The central bank said its assessment and projection of inflation will continue to determine the way it will deal with the risks posed to the country’s economy by volatility in the global financial markets.
Such inflation mandate has always guided the monetary authorities’ stance, which has kept the local markets stable, it said.
The Bangko Sentral ng Pilipinas (BSP) issued the statement over the weekend following the International Monetary Fund’s (IMF) warning that emerging market economies (EMEs) and developing economies, including the Philippines, need a powerful policy mix to counter the risks arising from a volatile global financial environment this year.
The IMF said emerging and developing economies could face a “triple hit” from a strengthening US dollar, higher global interest rates and more volatile capital flows.
“Those are the risks EMEs, including the Philippines, face in the near term. Depreciation pressures on the peso, tighter monetary conditions from market reactions to the (US) Fed lift-off, and volatile capital flows that would result from portfolio rebalancing,” BSP Governor Amando Tetangco Jr. said in a text message to reporters.
Amid the uncertainty, the Philippine monetary authority remains focused on its inflation mandate and will act as guided by its inflation outlook, the message said.
Earlier, the BSP said its present policy stance remained appropriate as it saw the inflation rate in 2015 to stay within its 2 percent to 4 percent target range. Inflation in 2014 averaged 4.1 percent, settling within the central bank’s 3 percent to 5 percent target range.
The Monetary Board at its December 11 meeting decided to keep the rates for overnight borrowing and lending, as well as the special deposit account and the reserve requirement ratio for banks, steady.
“Some have criticized us for this posture, which to them seemed narrow.
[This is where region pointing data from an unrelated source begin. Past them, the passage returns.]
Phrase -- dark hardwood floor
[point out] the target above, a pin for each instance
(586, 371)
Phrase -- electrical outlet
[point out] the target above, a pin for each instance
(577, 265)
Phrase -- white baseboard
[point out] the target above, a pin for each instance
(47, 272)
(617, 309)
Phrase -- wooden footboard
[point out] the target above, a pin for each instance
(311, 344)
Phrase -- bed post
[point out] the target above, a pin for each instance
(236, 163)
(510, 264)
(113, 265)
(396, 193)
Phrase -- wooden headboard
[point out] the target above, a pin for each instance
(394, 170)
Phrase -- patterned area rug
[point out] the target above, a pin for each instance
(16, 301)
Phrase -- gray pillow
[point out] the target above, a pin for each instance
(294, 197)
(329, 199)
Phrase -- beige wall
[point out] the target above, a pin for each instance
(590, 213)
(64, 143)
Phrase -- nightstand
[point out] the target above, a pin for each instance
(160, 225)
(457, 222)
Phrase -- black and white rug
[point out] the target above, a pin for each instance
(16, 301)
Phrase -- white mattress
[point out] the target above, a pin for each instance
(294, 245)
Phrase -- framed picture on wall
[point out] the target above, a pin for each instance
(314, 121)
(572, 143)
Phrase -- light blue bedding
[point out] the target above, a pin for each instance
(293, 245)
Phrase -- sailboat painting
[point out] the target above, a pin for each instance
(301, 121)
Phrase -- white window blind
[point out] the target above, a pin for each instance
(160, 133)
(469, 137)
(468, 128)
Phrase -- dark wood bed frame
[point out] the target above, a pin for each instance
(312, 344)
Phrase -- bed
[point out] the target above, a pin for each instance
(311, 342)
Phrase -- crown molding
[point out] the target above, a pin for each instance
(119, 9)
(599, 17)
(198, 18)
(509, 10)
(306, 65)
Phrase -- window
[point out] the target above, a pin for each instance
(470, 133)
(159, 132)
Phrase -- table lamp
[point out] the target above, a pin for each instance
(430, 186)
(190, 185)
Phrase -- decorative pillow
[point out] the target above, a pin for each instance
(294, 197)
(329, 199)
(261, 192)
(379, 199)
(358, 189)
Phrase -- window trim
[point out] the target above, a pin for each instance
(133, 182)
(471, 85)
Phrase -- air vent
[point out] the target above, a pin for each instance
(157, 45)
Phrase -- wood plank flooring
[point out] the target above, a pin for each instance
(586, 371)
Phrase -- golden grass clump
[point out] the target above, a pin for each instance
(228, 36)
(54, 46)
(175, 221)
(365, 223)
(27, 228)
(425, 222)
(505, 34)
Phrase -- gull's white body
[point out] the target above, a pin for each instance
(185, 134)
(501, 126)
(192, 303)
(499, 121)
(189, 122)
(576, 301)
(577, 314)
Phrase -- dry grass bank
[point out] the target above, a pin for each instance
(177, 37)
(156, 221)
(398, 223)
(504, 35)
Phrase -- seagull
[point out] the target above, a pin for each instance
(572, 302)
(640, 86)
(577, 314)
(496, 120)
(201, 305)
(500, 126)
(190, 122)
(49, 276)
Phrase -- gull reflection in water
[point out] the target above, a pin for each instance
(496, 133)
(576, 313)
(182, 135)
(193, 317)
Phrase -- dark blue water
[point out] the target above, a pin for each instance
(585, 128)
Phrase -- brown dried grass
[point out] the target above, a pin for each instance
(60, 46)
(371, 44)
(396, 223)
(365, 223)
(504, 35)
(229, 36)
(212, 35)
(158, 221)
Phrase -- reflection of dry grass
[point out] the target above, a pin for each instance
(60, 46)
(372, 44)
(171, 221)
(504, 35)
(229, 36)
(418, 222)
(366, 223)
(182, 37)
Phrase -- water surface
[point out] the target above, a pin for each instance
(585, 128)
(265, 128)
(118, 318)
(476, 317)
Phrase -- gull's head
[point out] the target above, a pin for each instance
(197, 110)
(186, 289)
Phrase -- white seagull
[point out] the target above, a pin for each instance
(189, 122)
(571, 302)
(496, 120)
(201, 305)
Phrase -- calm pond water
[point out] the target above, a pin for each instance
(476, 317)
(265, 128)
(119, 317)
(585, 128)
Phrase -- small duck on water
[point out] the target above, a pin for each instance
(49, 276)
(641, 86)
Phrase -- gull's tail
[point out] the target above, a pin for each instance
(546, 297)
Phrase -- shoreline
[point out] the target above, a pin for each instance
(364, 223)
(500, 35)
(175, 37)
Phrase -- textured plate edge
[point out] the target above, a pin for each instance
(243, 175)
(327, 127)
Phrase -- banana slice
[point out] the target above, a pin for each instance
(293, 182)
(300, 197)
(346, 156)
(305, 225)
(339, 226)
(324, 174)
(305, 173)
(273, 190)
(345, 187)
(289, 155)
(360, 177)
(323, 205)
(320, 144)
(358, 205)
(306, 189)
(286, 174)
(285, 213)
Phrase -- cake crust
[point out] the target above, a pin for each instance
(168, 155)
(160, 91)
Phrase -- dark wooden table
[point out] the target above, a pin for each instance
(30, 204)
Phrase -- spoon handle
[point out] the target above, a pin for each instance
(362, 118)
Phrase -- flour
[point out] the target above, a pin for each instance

But by keeping true to our mandate, the BSP provides a fixed point of focus and a source of stability for the market, around which the market can plan and strategize for the medium and long term,” he said.
Tetangco also said the central bank will manage financial market volatility in the interim through a suitable policy mix.
These policies include the central bank’s presence in the foreign exchange market, heightened surveillance of market conduct, and fine-tuning of policy levers as needed, he said.
The BSP governor pointed out the central bank will support economic growth to the extent that the inflation outlook allows.
The monetary authority will also continue to push for banking reforms and initiatives that will deepen financial inclusion, he added.
Recently, the Monetary Board approved the waiving of processing fees for the establishment of bank branches in unbanked areas in the country.
The Board also widened the scope of allowable activities and services that microbanking offices (MBOs) could provide.
In addition to the disbursement and release of proceeds of all types of microfinance loans, MBOs can now provide and service other types of loans such as educational loans, health loans and emergency loans, among others, to microfinance clients.